The granite which forms the uplands dates from the Carboniferous Period of geological history. The moorland is capped with many exposed granite hilltops known as tors, providing habitats for Dartmoor wildlife. The highest point is High Willhays, 621 m (2,037 ft) above sea level. The entire area is rich in antiquities and archaeology. Dartmoor is managed by the Dartmoor National Park Authority, whose 22 members are drawn from Devon County Council, local district councils and Government.
Geography & Geology
Tors: It is the largest area of unglaciated upland in Great Britain, with an immense granite surface and a variety of features of geological interest. The landscape of Dartmoor is characterised by the granite tors, which have been formed by the weathering of the granite over the last ten million years. A tor is described by geologists as the hard granite core of a higher mountain range of softer rock, which has eroded away. Granite is the most common intrusive igneous rock. This forms when magma from inside the Earth spills out through volcanoes or gaps in the crust, and sets on the surface.

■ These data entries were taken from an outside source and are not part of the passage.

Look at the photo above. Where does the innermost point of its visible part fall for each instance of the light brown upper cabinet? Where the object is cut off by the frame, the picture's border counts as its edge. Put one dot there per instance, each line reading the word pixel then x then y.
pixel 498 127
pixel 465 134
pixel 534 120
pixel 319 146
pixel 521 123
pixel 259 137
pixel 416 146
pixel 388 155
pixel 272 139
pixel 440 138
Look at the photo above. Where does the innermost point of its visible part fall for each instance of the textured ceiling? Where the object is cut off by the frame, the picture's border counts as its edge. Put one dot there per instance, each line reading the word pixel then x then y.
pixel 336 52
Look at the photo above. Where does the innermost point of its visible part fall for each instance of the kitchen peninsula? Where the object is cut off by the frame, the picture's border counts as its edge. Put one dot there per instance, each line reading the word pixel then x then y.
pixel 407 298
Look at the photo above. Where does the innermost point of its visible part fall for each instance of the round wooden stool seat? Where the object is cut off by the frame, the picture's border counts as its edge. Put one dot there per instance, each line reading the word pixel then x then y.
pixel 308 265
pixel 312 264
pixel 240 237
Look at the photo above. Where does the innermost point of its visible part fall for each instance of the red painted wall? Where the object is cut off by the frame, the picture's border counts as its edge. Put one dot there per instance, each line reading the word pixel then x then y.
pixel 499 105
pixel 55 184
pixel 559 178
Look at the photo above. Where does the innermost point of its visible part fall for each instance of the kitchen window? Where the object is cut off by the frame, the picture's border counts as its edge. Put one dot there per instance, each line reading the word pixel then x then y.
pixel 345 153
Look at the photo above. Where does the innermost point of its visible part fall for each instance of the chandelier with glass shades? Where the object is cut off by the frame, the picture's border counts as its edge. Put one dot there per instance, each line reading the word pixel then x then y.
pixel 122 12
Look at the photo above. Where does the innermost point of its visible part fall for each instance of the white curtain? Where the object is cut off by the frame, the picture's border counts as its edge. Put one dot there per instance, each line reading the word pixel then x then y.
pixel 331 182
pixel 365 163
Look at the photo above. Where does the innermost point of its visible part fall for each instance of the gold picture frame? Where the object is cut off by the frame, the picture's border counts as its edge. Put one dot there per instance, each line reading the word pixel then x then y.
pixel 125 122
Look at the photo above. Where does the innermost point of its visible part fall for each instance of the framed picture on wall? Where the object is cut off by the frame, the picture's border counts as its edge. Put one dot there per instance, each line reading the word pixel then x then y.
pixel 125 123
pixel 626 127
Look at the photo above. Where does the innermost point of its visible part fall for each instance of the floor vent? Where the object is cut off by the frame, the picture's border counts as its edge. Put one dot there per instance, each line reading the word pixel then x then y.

Rivers: The high ground of Dartmoor forms the catchment area for many of Devon's rivers. As well as shaping the landscape, these have traditionally provided a source of power for moor industries such as tin mining and quarrying. The moor takes its name from the River Dart, which starts as the East Dart and West Dart and then becomes a single river at Dartmeet. It leaves the moor at Buckfastleigh, flowing through Totnes below where it opens up into a long ria, reaching the sea at Dartmouth.
Bogs: Much more rain falls on Dartmoor than in the surrounding lowlands. As much of the national park is covered in thick layers of peat (decaying vegetation), the rain is usually absorbed quickly and distributed slowly, so the moor is rarely dry. In areas where water accumulates, dangerous bogs or mires can result. Some of the bogs on Dartmoor have achieved notoriety. Fox Tor Mires was supposedly the inspiration for Great Grimpen Mire in Conan Doyle's novel The Hound of the Baskervilles, although there is a waymarked footpath across it.

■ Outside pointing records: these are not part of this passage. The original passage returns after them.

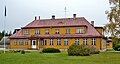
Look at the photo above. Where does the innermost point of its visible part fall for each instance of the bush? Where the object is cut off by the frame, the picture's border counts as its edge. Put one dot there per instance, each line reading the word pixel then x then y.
pixel 22 52
pixel 50 50
pixel 93 50
pixel 78 50
pixel 117 47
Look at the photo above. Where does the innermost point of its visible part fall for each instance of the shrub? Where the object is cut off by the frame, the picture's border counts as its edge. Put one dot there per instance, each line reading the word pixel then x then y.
pixel 11 51
pixel 78 50
pixel 117 47
pixel 22 52
pixel 93 50
pixel 50 50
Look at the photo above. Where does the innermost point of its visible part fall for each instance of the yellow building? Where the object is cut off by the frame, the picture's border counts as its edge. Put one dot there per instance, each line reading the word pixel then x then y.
pixel 58 33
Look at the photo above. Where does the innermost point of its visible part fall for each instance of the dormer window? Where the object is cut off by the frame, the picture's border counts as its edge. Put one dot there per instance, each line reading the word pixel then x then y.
pixel 68 31
pixel 26 32
pixel 57 31
pixel 37 32
pixel 46 31
pixel 79 30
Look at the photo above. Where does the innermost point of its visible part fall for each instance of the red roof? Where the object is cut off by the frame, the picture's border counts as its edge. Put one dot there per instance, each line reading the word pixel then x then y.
pixel 80 21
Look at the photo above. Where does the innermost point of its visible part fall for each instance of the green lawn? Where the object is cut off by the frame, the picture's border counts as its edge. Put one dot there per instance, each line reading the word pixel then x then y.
pixel 59 58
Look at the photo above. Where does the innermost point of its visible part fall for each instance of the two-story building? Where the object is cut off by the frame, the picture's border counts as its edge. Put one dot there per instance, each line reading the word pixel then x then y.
pixel 58 33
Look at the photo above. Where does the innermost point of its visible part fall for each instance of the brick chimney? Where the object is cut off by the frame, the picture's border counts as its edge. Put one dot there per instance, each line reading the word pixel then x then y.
pixel 35 18
pixel 39 17
pixel 74 15
pixel 92 23
pixel 53 16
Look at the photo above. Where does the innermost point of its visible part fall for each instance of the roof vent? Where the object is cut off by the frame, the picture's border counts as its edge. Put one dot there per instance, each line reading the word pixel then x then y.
pixel 74 15
pixel 53 16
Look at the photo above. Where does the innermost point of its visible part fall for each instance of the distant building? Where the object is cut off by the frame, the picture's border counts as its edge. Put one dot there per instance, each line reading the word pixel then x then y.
pixel 58 33
pixel 7 42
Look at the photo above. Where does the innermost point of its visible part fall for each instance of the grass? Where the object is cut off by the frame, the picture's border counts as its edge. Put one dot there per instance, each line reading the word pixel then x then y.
pixel 35 57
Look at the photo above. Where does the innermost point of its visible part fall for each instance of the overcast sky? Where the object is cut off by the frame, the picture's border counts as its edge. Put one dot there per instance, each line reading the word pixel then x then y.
pixel 22 12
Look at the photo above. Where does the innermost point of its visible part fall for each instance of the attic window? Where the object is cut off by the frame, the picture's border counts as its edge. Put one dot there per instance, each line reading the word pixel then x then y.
pixel 60 22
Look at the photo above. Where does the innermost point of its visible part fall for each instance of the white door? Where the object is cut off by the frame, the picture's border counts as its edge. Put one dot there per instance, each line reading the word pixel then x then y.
pixel 34 43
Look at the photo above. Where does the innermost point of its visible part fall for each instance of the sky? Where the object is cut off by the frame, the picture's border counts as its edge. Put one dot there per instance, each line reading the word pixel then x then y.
pixel 22 12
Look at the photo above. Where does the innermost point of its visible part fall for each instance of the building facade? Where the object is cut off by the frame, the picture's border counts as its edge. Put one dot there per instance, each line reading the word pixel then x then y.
pixel 58 33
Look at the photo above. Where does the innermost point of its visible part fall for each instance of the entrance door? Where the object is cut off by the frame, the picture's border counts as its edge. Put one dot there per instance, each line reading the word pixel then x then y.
pixel 34 43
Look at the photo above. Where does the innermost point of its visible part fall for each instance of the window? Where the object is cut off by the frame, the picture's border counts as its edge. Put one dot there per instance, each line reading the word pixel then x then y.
pixel 77 41
pixel 57 31
pixel 68 31
pixel 26 31
pixel 65 42
pixel 43 42
pixel 15 42
pixel 37 32
pixel 107 43
pixel 93 41
pixel 46 31
pixel 84 41
pixel 79 30
pixel 20 42
pixel 58 42
pixel 51 41
pixel 26 42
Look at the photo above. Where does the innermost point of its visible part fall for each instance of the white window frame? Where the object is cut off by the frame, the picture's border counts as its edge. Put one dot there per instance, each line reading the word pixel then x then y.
pixel 44 42
pixel 85 41
pixel 51 41
pixel 65 42
pixel 37 32
pixel 58 42
pixel 79 30
pixel 57 31
pixel 26 32
pixel 93 41
pixel 77 41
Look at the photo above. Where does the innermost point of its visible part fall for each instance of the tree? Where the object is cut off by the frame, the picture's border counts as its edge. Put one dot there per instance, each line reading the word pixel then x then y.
pixel 113 27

See also History of the Inn.
Prehistoric remains are prevalent across the landscape of Dartmoor, the durability of granite being a contributory factor in their survival. Man has inhabited Dartmoor since the Early Bronze Age, and having a slightly more temperate climate than it has today, the moor was a desirable place to live. The predominance of hut circles are an indication that Dartmoor was one of the most densely populated areas of North West Europe at this time. The remains of a medieval village can be found between Greator Rocks and Hound Tor.
The wildlife of Dartmoor is of international importance, and the blanket bogs, upland heaths and oakwoods, hay meadows, hedgebanks and lowland heath, support a wide range of species. These include the Otter; Dormouse; Greater Horseshoe Bat; Buzzard; Golden Plover; Red Grouse; Ring Ouzel; Cirl Bunting; Skylark and Woodlark. The diverse variety of species evident on Dartmoor encompasses the prolific through to several rarities, which are globally threatened and have consequently been identified for conservation projects.
Myths and Literature
Dartmoor is known for its myths and legends. It is reputedly the haunt of pixies, a headless horseman, a mysterious pack of "spectral hounds", and a large black dog, among others. During the Great Thunderstorm of 1638, the moorland village of Widecombe-in-the-moor was even said to have been visited by the Devil.
Many landmarks have ancient legends and ghost stories associated with them, such as the allegedly haunted Jay's Grave, the ancient burial site of Childe's Tomb, the rock pile called Bowerman's Nose, and the stone crosses that mark former mediaeval routes across the moor. A few stories have emerged in recent decades, such as the "hairy hands", that are said to attack travellers on the B3212 near Two Bridges; and the "Beast of Dartmoor", a supposed big cat.
Dartmoor has inspired a number of artists and writers, such as Sir Arthur Conan Doyle in The Hound of the Baskervilles and The Adventure of Silver Blaze, R. D. Blackmore, Eden Phillpotts, Beatrice Chase, Agatha Christie, Rosamunde Pilcher, Laurie King, and the Reverend Sabine Baring-Gould. In Harry Potter and the Goblet of Fire, the fictional 1994 Quidditch World Cup final between Ireland and Bulgaria was hosted on the moor.